Um desportista mundial, reconhecido em qualquer parte, pode, muitas vezes, tornar-se no epicentro de uma ampla discussão.

Desta vez foi a tenista japonesa Naomi Osaka que se recusou a ir às conferências de imprensa em Roland Garros e, graças a isso, foi excluída do torneio francês.

Osaka referiu que estava em jogo a sua saúde mental – tema pesado, chutado para canto, que tantos se recusam a discutir porque, lá está, estrelas mundiais não sofrem dessas coisas – e caiu o carmo e a trindade.

 

Roland Garros tem menos encanto na hora da despedida

 

Pedia-se mais sensibilidade (e teve-a, através de múltiplos e interessantes artigos na imprensa internacional) e não a conseguiu.

«Não me vou sujeitar a pessoas que duvidam de mim. Já vi muitas vezes atletas irem-se abaixo, após uma conferência de imprensa a seguir uma derrota»
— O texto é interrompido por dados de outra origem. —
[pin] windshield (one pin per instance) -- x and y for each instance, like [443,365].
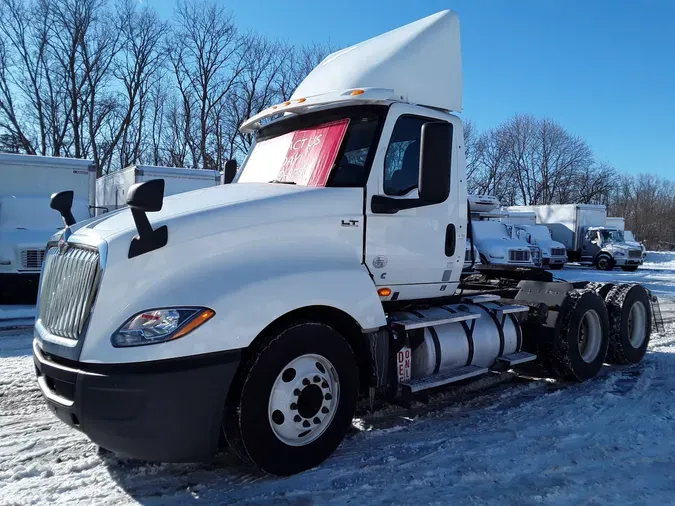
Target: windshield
[540,233]
[490,230]
[611,236]
[331,148]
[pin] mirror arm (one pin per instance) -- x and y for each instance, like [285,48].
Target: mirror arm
[389,205]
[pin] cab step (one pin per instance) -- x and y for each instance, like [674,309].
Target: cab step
[418,323]
[441,379]
[478,299]
[508,361]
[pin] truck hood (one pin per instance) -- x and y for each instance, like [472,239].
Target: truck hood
[497,243]
[205,209]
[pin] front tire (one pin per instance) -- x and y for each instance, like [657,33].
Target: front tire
[604,262]
[581,337]
[296,401]
[629,323]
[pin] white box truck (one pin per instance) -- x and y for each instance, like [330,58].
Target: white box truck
[111,189]
[256,315]
[26,221]
[583,229]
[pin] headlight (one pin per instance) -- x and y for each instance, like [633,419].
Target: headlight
[160,325]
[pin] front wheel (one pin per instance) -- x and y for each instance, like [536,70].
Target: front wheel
[604,262]
[296,401]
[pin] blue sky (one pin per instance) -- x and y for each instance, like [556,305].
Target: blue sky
[603,69]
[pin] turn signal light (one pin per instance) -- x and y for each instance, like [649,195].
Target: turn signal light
[200,319]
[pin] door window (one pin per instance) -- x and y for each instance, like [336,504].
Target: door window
[402,161]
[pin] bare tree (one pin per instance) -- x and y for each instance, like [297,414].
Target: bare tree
[206,58]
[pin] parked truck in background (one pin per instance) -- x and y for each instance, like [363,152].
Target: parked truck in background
[620,223]
[26,221]
[523,226]
[255,315]
[111,189]
[583,230]
[493,238]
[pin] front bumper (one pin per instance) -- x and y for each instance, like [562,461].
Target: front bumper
[624,261]
[555,260]
[166,411]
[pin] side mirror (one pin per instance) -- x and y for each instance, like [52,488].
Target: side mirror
[63,203]
[147,197]
[230,171]
[435,157]
[144,198]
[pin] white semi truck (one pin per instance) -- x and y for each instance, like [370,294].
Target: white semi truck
[582,228]
[524,226]
[619,223]
[493,239]
[26,222]
[111,189]
[256,314]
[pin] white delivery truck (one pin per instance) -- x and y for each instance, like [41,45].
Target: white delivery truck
[111,189]
[582,228]
[257,314]
[523,226]
[493,239]
[619,223]
[26,221]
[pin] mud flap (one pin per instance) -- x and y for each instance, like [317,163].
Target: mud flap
[657,319]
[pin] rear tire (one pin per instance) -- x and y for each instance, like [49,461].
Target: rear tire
[295,400]
[581,337]
[630,323]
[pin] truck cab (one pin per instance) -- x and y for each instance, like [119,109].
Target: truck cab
[607,246]
[553,253]
[256,314]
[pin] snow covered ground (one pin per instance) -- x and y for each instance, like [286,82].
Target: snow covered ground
[514,441]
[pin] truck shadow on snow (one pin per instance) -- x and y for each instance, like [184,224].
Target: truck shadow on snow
[465,408]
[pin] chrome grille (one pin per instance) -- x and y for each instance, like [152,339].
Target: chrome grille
[32,259]
[67,290]
[519,256]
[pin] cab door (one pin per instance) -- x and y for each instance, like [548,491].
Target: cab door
[422,245]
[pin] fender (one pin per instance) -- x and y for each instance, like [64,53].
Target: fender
[247,288]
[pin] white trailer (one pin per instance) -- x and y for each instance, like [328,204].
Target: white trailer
[26,222]
[257,315]
[111,189]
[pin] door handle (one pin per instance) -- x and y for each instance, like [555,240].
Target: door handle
[450,240]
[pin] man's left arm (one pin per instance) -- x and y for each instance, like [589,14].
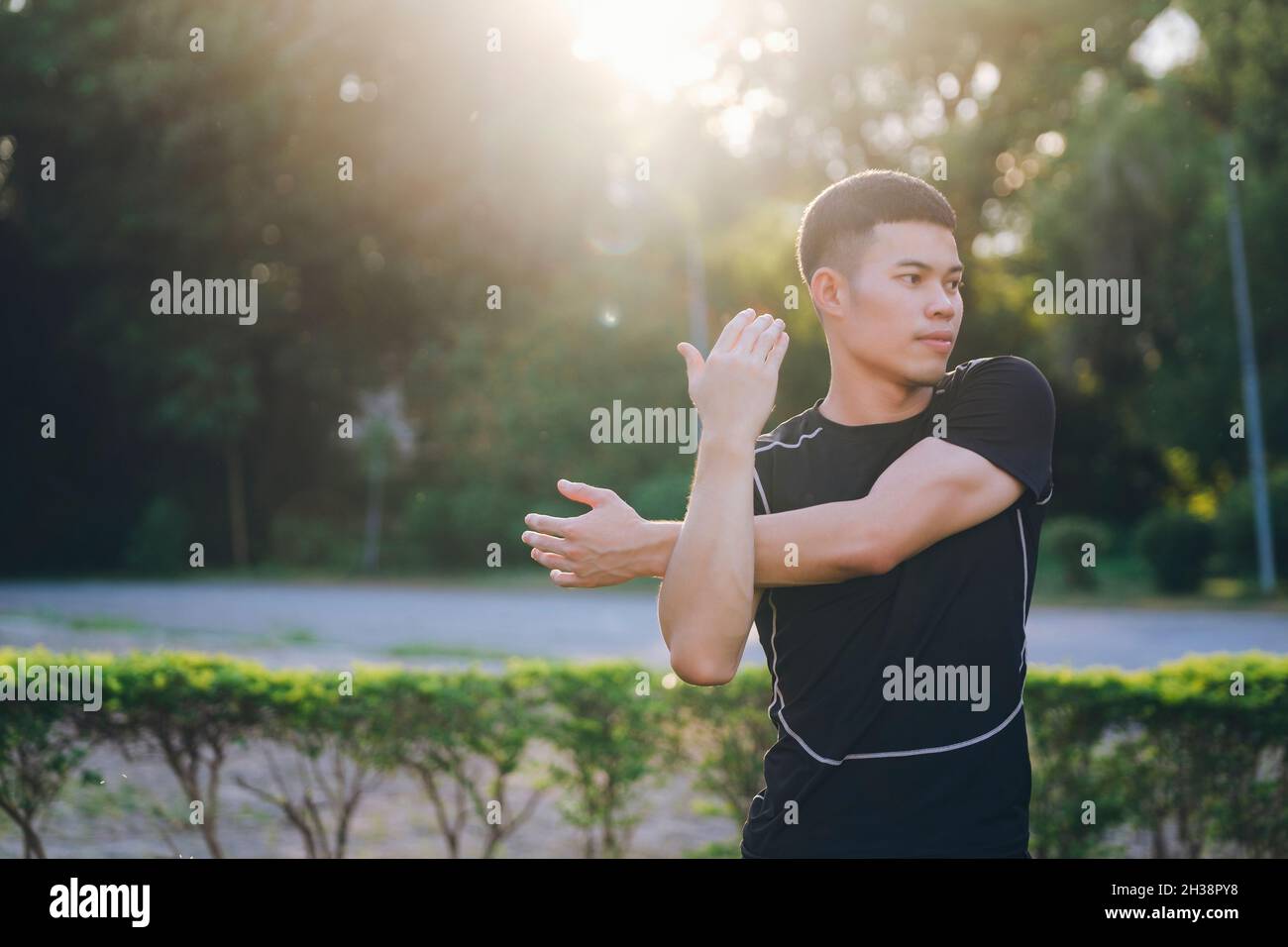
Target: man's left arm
[997,445]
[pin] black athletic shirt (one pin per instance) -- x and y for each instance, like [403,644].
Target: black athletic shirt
[855,774]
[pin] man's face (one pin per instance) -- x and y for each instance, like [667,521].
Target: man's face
[901,309]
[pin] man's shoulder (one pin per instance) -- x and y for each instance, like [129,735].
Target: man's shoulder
[1003,369]
[791,434]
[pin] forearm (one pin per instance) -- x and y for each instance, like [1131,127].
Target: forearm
[814,545]
[704,605]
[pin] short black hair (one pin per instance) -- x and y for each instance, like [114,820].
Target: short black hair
[836,223]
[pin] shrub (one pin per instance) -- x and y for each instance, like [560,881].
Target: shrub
[1175,545]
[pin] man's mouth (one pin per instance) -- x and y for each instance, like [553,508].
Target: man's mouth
[940,342]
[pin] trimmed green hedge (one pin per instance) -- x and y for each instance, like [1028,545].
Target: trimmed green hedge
[1192,753]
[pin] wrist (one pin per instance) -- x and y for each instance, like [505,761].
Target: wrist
[657,540]
[729,440]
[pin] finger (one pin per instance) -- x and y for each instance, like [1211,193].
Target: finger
[584,492]
[732,330]
[552,561]
[568,579]
[692,359]
[554,526]
[751,334]
[767,341]
[778,352]
[549,544]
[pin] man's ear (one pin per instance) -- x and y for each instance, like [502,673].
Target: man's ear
[829,291]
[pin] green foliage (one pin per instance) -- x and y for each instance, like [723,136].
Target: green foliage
[1061,548]
[1176,545]
[1192,750]
[613,738]
[160,541]
[1235,527]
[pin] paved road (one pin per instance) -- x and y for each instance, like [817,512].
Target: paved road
[335,625]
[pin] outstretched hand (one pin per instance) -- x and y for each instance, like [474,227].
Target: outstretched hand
[606,545]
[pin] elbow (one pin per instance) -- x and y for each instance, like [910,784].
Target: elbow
[699,671]
[874,558]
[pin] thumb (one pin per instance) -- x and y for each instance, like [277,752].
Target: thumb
[584,492]
[692,359]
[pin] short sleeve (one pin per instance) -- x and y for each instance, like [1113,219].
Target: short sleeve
[1005,412]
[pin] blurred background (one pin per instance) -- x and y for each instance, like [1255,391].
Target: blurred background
[545,198]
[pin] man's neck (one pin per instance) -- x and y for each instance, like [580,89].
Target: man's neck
[857,395]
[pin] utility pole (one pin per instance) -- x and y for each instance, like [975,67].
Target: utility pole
[1250,384]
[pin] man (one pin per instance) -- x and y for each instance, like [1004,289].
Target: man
[884,540]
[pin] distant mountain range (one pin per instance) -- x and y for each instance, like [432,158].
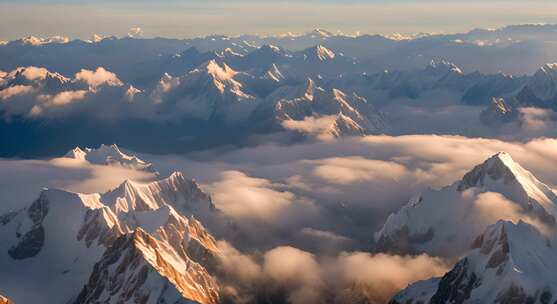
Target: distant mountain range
[138,243]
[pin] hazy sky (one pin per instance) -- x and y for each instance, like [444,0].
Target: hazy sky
[187,18]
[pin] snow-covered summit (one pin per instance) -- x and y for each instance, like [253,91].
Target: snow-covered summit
[544,82]
[443,67]
[508,263]
[443,222]
[110,155]
[70,236]
[319,53]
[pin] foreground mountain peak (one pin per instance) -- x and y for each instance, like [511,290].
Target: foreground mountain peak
[154,271]
[509,263]
[110,155]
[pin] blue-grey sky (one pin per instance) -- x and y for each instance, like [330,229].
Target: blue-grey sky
[188,18]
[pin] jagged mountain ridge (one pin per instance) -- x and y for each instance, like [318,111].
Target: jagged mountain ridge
[443,222]
[41,234]
[110,155]
[508,263]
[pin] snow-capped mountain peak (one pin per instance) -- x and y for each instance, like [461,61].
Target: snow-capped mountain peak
[320,33]
[544,82]
[443,67]
[509,263]
[110,155]
[501,167]
[147,230]
[319,53]
[428,223]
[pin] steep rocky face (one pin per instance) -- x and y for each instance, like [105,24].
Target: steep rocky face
[445,221]
[541,89]
[508,263]
[145,249]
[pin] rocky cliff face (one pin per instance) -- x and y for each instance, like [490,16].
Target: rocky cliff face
[139,243]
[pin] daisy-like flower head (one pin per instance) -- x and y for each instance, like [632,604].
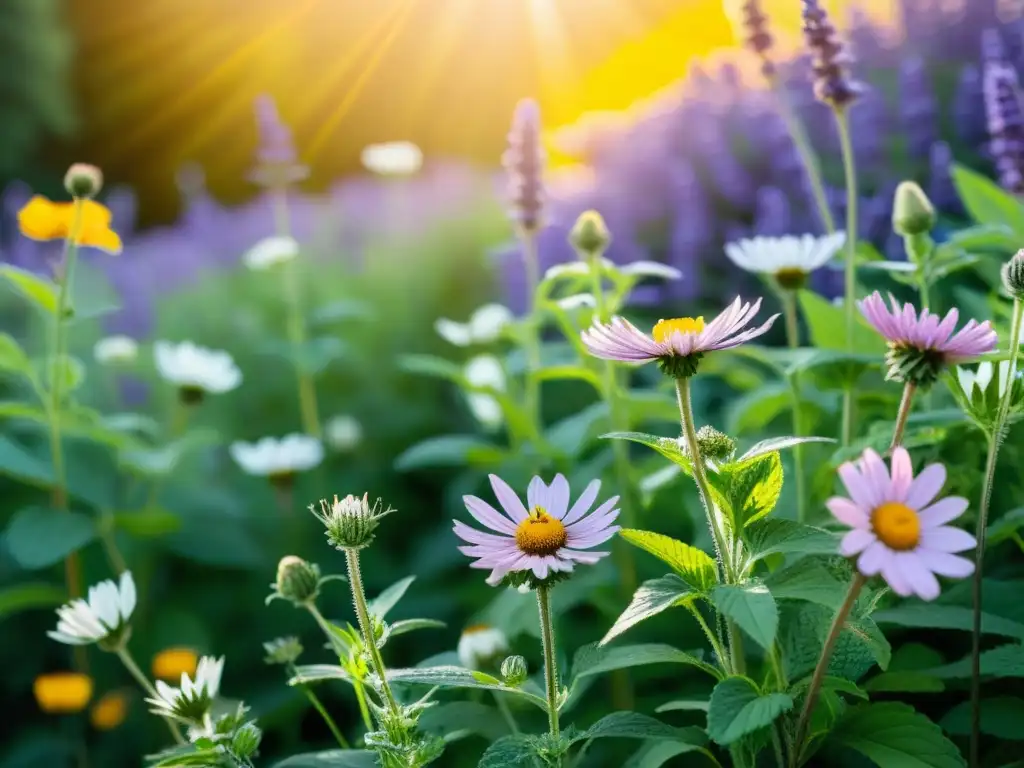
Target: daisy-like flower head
[540,542]
[279,460]
[677,344]
[195,370]
[920,346]
[190,701]
[899,524]
[102,617]
[790,260]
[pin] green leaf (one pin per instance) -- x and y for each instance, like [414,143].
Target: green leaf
[893,735]
[737,708]
[651,598]
[450,451]
[693,565]
[748,491]
[40,292]
[20,597]
[752,607]
[38,537]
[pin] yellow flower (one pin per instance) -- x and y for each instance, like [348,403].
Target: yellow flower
[44,219]
[62,692]
[110,711]
[170,664]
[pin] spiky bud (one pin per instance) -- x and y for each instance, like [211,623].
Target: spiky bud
[514,671]
[912,212]
[83,181]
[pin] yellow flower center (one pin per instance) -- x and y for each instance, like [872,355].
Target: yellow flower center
[896,525]
[664,329]
[540,534]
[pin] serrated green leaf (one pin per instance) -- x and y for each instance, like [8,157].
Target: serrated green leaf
[752,606]
[651,598]
[691,564]
[737,708]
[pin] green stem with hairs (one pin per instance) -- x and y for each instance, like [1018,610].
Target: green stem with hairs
[994,441]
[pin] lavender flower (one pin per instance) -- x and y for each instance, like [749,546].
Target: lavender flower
[830,59]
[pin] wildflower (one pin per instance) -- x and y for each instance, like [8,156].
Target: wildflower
[62,692]
[110,711]
[116,349]
[43,219]
[101,619]
[343,432]
[392,159]
[270,252]
[921,346]
[677,344]
[829,59]
[279,460]
[898,526]
[523,162]
[350,522]
[283,650]
[171,664]
[542,540]
[195,370]
[484,326]
[480,646]
[790,260]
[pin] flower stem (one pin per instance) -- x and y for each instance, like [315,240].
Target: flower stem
[995,439]
[367,627]
[819,672]
[143,681]
[850,171]
[550,670]
[296,324]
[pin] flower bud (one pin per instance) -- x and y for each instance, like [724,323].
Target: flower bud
[514,671]
[298,581]
[912,211]
[590,235]
[83,181]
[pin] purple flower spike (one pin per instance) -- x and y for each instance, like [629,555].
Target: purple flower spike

Assim, duro e cru, que é para todos ouvirem bem. Agora já sabem jornalistas deste planeta azul, mais respeito!

 

Jardel descalço

Quem parece também não ter qualquer respeito pelo desporto, neste caso pelo futebol, são os ladrões das duas chuteiras de ouro da UEFA que pertencem a Mário Jardel, antiga estrela do Sporting e do FC Porto.

 

https://twitter.com/CabineSport/status/1400199360646946821

 

Segundo o mesmo, dois assaltantes resolveram levar a bota de Ouro, chuteira de prata e outra Bota de Ouro da casa de Jardel.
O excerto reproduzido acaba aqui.